On 1/1/2020, owner A sold their shares to owners C and D via seller financing. This was not an asset sale but rather a stock sale.
In the same QB file, a long term liability was created for the principal amount owed to owner A. This amount also created an entry in Opening Balance Equity. This amount was switched to another equity account that I created called Shareholder Equity because I know OBE always needs to be zero.
The Shareholder Equity account is now very negative. Is this normal and correct?
How will the Shareholder Equity account ever get positive again? The amount owed in the long term liability account is reduced with each principal and interest payment (as expected) but the large negative amount in Shareholder Equity is unchanged. Should I make some kind of journal entry to deal with this?
Thank you for any help!
Owner A did not sell his stock back to the S corp, only outside the S corp and thus the seller financing is also outside the company.. Residual owners B and C have personal loans payable to former owner A. If for convenience the loans are repaid from company profits these are in fact deducted from pass through distributions.

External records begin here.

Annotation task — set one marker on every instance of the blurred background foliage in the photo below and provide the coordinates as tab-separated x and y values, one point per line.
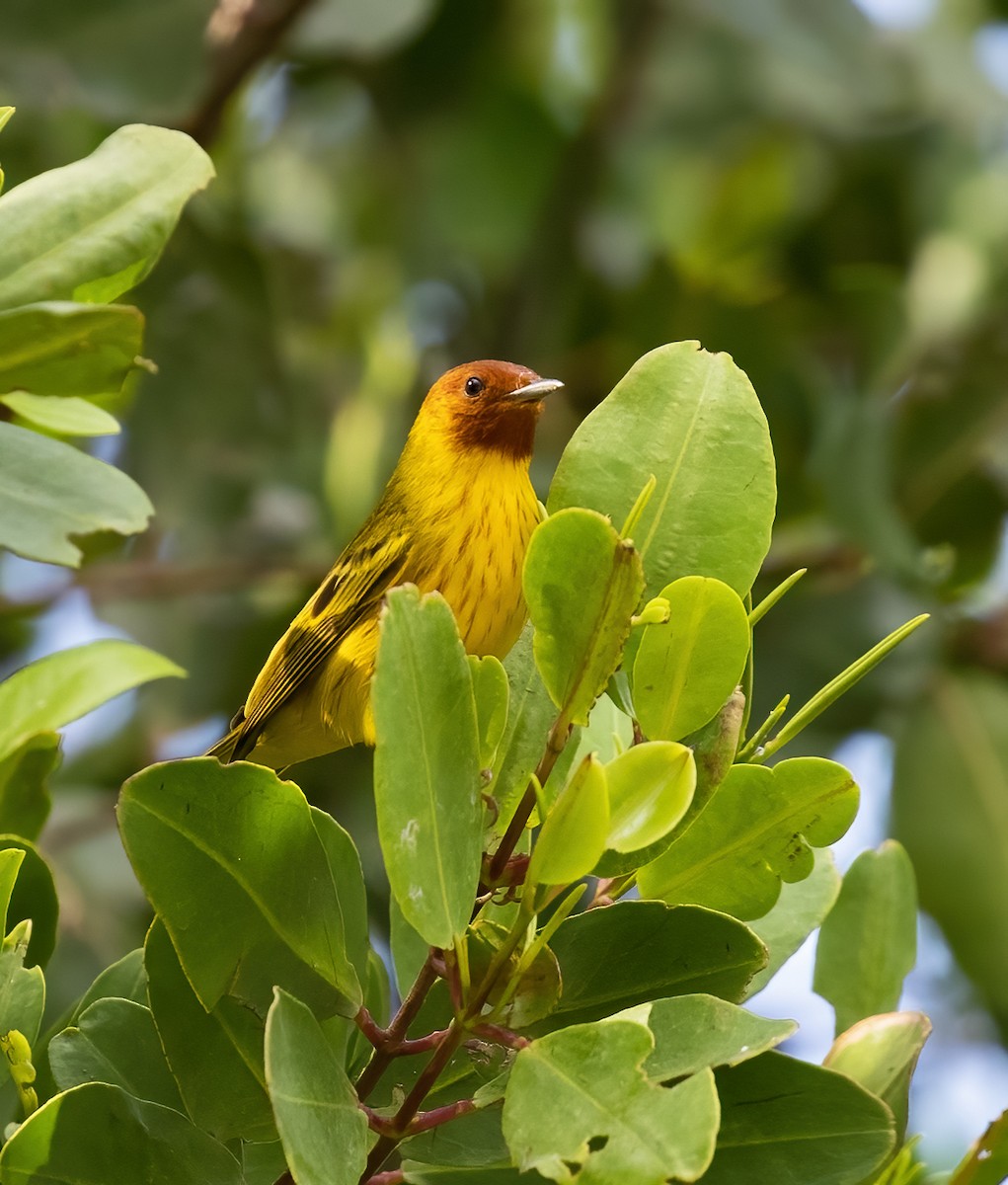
818	188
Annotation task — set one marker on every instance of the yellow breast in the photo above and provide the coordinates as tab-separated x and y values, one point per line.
469	531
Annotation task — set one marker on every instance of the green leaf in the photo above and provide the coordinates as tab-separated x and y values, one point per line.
426	765
697	1032
195	833
754	830
798	911
63	418
115	1042
582	584
324	1132
409	949
24	791
869	942
582	1087
94	229
64	349
651	788
491	692
450	1174
53	691
470	1142
839	686
987	1161
881	1053
125	979
780	1117
22	988
529	716
215	1058
693	421
34	898
348	876
574	835
687	668
952	764
538	987
66	1143
49	491
638	951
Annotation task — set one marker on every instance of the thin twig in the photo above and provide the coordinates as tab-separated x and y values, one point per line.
259	29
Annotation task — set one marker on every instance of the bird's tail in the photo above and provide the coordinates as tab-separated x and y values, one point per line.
224	750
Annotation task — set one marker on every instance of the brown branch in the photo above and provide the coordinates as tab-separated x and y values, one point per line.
244	34
396	1032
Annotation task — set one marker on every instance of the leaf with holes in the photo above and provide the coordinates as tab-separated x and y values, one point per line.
754	832
580	1102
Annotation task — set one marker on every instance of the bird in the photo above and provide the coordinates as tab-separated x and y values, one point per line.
455	516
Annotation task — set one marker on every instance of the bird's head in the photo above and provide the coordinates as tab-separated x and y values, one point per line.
490	406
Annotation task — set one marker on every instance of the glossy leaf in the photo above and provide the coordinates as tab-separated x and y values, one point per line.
450	1174
348	876
409	949
987	1160
839	686
61	416
322	1130
34	898
66	1143
651	788
426	765
780	1115
491	692
215	1058
639	951
473	1142
529	715
24	785
686	669
582	584
94	229
575	832
49	692
22	988
579	1100
695	1032
64	349
952	764
115	1042
869	941
798	911
882	1053
692	420
125	979
236	848
538	988
754	833
49	492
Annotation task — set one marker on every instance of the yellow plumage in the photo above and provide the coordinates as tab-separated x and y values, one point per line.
456	515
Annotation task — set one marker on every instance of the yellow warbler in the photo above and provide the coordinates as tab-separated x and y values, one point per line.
456	515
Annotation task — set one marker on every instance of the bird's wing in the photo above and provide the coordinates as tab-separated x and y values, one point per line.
351	592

In the company books there is no change in total stock value or equity (after any adjustments per the 2019 1120S) and so it is a simple transfer of equity from one owner to the other 2.
@john-pero, thank you for your help, what you said makes sense and helps me wrap my head around it all.
Yes, owners C and D are making payments from the company to former owner A. How do we actually deduct the payments from pass-through distributions (ie: what steps in QB do we take and when, journal entries, etc.)?
We had set up a long term liability and have been making payments via check that have reduced this liability balance. Should we keep this long term liability in place or should we have not set it up at all?
You said there would be no change to equity…based on what we have done so far there is a change in equity. How do we correct this?
I guess an easier question is how should all this be set up and processed in QB if we were to do all this over again and start fresh tomorrow?